Lower Bounds for Minimax Problems

7 minute read

Published:

In the classical estimation problem in statistics, mean-squared error is a frequantly-used risk function to measure the fitness of certain estimator of certain parameters, which we could generalize as the following formulations:

For a distribution $P \in \mathbb{P}$, we assume that we receive i.i.d. observations $X_i$ drawn according to specific distribution P. Based on these data, our aim is to estimate an unknown parameter $\theta(P) \in \Theta$. To evaluate the quality of an estimator $\hat{\theta}$, we first give two notions: let $\rho: \Theta \times \Theta \rightarrow \mathbb{R_{+}}$ denote a (semi)metric on the parameter space $\Theta$ and $\Phi: \mathbb{R_{+}} \rightarrow \mathbb{R_{+}}$ be a non-decreasing function with constraint $\Theta(0) = 0$. Hence, we could assess the quality of the estimate $\hat{\theta}(X_1,\cdots,X_n)$ in terms of the generalized risk:

\[\mathbb{E}_P[\Phi(\rho(\hat{\theta}(X_1,\cdots,X_n),\theta(P)))]\]

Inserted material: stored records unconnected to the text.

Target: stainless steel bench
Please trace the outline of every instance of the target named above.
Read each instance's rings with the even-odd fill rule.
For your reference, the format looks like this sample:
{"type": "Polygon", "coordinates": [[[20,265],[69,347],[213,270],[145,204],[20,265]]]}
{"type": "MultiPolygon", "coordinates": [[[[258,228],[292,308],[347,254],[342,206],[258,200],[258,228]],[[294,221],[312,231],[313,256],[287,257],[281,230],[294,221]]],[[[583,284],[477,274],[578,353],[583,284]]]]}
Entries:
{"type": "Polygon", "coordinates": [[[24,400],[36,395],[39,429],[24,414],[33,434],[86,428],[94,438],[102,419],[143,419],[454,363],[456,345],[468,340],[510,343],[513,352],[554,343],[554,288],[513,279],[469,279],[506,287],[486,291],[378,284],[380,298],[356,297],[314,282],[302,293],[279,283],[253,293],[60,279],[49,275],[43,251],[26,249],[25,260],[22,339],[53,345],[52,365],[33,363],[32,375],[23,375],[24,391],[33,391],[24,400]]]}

which could be interpreted as the expectation of the penalty function in distribution P of the distance between the estimator and true parameter under some specific (semi)metric.

However, sometimes this kind of estimator will not be a good measure when we consider the risk functional not in a pointwise sense. There are two common approaches to tackle this thorny problem: one is via Bayesian view and another is the Wald method which also refers to the minimax risk function and we will give an introduction to the second approach, that is to find the $\hat{\theta}$ to minimize the maximum risk $sup_{P \in \mathbb{P}} \mathbb{E_P}[\Phi(\rho(\hat{\theta}(X_1,\cdots,X_n),\theta(P)))]$. We formalize this with strong intuition as follows:

\[\mathfrak{M}_n(\theta(P),\Phi \circ \rho) = inf_{\hat{\theta}} sup_{P \in \mathbb{P}} \mathbb{E_P}[\Phi(\rho(\hat{\theta}(X_1,\cdots,X_n),\theta(P)))]\]

Providing lower bound gives the convergence rate on some sense, which is significant to make comparisons among different estimators to conclude the best one. Accordingly, there are a few tools which are widely used in proving the lower bound of minimax problems, such as Le Cam’s, Fano’s and Assouad method that we will illustrate in the following context.

Methodology

Preliminaries

Here we provide the necessary preliminaries for the lower bounds for minimax problems:

Transformation between Estimation and Testing

The minimax error (7.1.1) has lower bound:

\[\mathfrak{M}_n(\theta(\mathcal{P}), \Phi \circ \rho) \geq \Phi(\delta) \inf _{\Psi} \mathbb{P}\left(\Psi\left(X_1, \ldots, X_n\right) \neq V\right)\]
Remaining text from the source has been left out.